By the way, this is another problem you'd actually don't want to work on for the month. Because it would only take you half an hour. You could write a piece of code that would find golf balls in this image with no problem. And it would be much happier with that one which is a nice high contrast golf ball than either of the two on the green. What's the problem here? Rather like the radiologist's, you are also experts. But your experts on the real world. Your mini golf experts. You know and this is an important different form of guidance. You know where golf balls could be and should be. And they could and should be on the little golf course here and they shouldn't be floating up in the sky there and in the real world I forget who was asking about real scenes before somebody over there. In the real world, this scene guidance is a profound constraint on where you put your attention.

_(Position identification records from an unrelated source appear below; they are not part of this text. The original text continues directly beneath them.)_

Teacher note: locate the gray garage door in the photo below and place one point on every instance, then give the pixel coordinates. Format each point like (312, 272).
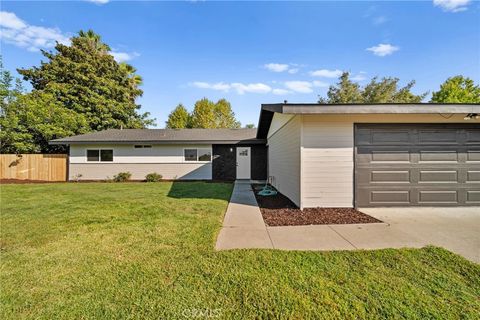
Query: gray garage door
(417, 165)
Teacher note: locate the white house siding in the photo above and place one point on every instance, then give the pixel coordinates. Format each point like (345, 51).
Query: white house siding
(166, 160)
(328, 154)
(284, 158)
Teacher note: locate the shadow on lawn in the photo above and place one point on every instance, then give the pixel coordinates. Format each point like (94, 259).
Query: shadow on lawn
(200, 190)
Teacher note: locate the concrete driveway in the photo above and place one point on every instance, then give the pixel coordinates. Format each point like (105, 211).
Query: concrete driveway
(456, 229)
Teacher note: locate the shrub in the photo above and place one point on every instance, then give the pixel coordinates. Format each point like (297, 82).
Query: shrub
(122, 176)
(153, 177)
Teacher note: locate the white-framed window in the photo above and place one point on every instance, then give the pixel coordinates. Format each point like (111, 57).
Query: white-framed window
(197, 155)
(99, 155)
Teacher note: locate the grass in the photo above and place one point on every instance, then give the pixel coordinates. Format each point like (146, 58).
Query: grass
(145, 251)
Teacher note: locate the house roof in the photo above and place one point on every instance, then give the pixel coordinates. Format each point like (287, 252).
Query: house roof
(165, 136)
(268, 110)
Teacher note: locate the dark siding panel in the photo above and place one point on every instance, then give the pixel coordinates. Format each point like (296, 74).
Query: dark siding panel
(224, 165)
(259, 162)
(224, 162)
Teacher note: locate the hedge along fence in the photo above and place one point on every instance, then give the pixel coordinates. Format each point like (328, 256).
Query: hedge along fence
(45, 167)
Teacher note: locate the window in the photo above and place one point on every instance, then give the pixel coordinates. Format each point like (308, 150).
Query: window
(203, 155)
(106, 155)
(190, 154)
(93, 155)
(100, 155)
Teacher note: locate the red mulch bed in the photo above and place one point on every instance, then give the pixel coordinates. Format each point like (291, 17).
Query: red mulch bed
(278, 210)
(19, 181)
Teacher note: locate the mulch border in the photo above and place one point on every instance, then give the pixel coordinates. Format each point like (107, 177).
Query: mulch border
(278, 210)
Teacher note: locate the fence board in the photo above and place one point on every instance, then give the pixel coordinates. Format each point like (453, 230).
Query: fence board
(46, 167)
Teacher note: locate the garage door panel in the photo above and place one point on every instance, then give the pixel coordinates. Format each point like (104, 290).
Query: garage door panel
(438, 156)
(437, 168)
(473, 155)
(473, 176)
(450, 176)
(472, 137)
(437, 196)
(440, 136)
(473, 196)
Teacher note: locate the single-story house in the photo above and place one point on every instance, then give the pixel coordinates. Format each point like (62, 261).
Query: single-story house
(317, 155)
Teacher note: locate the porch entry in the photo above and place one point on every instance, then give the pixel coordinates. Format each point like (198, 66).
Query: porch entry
(243, 162)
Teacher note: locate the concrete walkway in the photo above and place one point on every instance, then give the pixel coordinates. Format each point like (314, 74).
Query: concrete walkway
(243, 225)
(456, 229)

I sort of alluded to that before but we should underline that point here. If I'm looking for people, I'm going to look on a ground plane where people are likely to be. I'm not going to waste time looking for people hanging from the ceiling. On the rare occasion mostly in lectures like this, where there is somebody hanging from the ceiling, you'll get fooled. But most of the time this is a very useful shortcut again, dealing with the capacity limits on your visual system. And you desperately don't want.
So it's a problem because you miss things. You miss weird stuff. This is a medical problem, it's a problem in the intelligence community, you're going to end up missing the golf ball in the wrong place. But you really don't want to take away the message, Oh, this sort of scene guidance stuff it's a disaster. I don't want to do it. So when you get into an Uber, you really, really don't want the Uber driver who doesn't believe in scene guidance right is driving down the highway saying, I wonder where the exit sign is. It could be in the sky. I wonder if it's at my feet. That guy's going to kill you.
What you want under most normal circumstances is you want to deploy your limited resources in as intelligent manner as you can get away with. And that'll get you in trouble in lectures like this. And unfortunately, it will also get you in trouble in a variety of settings, medical settings and things like that. And an interesting frontier so one possibility is, we will build that deep net that simply does radiology, and end of story. More likely we'll figure out how to pair smart AI with smart experts in a way that cuts down on these sorts of errors. Which is not a separate lecture to talk about the details of why that's not trivial. I think I'll stop there and not talk about hybrid search, which is very cool. But you need to get to the beach. So ask a couple of pithy questions and then everybody can go to the beach. So Thanks.